Oil prices were mixed on Friday after a boost from a drop in U.S. crude and gasoline inventories but were still set for a weekly decline on concerns that an OPEC+ impasse could swell global crude supplies.
Brent crude oil futures were down 9 cents, or 0.1%, at $74.03 a barrel by 0140 GMT.
U.S. West Texas Intermediate futures were up 1 cent at $72.95 a barrel.
Both benchmarks were headed for a loss of nearly 3% for the week, as traders remained worried that the collapse of talks between the Organization of the Petroleum Exporting Countries and allies including Russia, a group known as OPEC+, could lead to a rise in crude supplies.
“A large decline in the U.S. stockpile reinforced views that fuel demand was growing as the U.S. driving season has begun. Since there has not been any major lift in the U.S. shale output, some investors became bullish despite the OPEC+ spat,” Hiroyuki Kikukawa, general manager of research at Nissan Securities.
U.S. crude and gasoline stocks fell and gasoline demand reached its highest since 2019, the U.S. Energy Information Administration said on Thursday, signalling increasing strength in the U.S. economy.
Crude inventories fell by 6.9 million barrels in the week to July 2 to 445.5 million barrels, the lowest since February 2020, and more than the expected 4 million-barrel drop estimated in a Reuters poll. Gasoline stocks fell by 6.1 million barrels, exceeding expectations for a 2.2 million barrel drop.
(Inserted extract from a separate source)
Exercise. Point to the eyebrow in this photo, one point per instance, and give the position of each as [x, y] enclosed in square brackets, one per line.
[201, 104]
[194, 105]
Even with oil prices rising toward $75 a barrel, U.S. shale producers are keeping their pledges to hold the line on spending and keep output flat, a departure from previous boom cycles.
The two Gulf OPEC allies are at odds over a proposed deal that would have brought more oil to the market.
Russia was trying to mediate to help strike a deal to raise output, OPEC+ sources said on Wednesday. The United States had high-level conversations with officials in Saudi Arabia and the UAE, the White House said on Tuesday.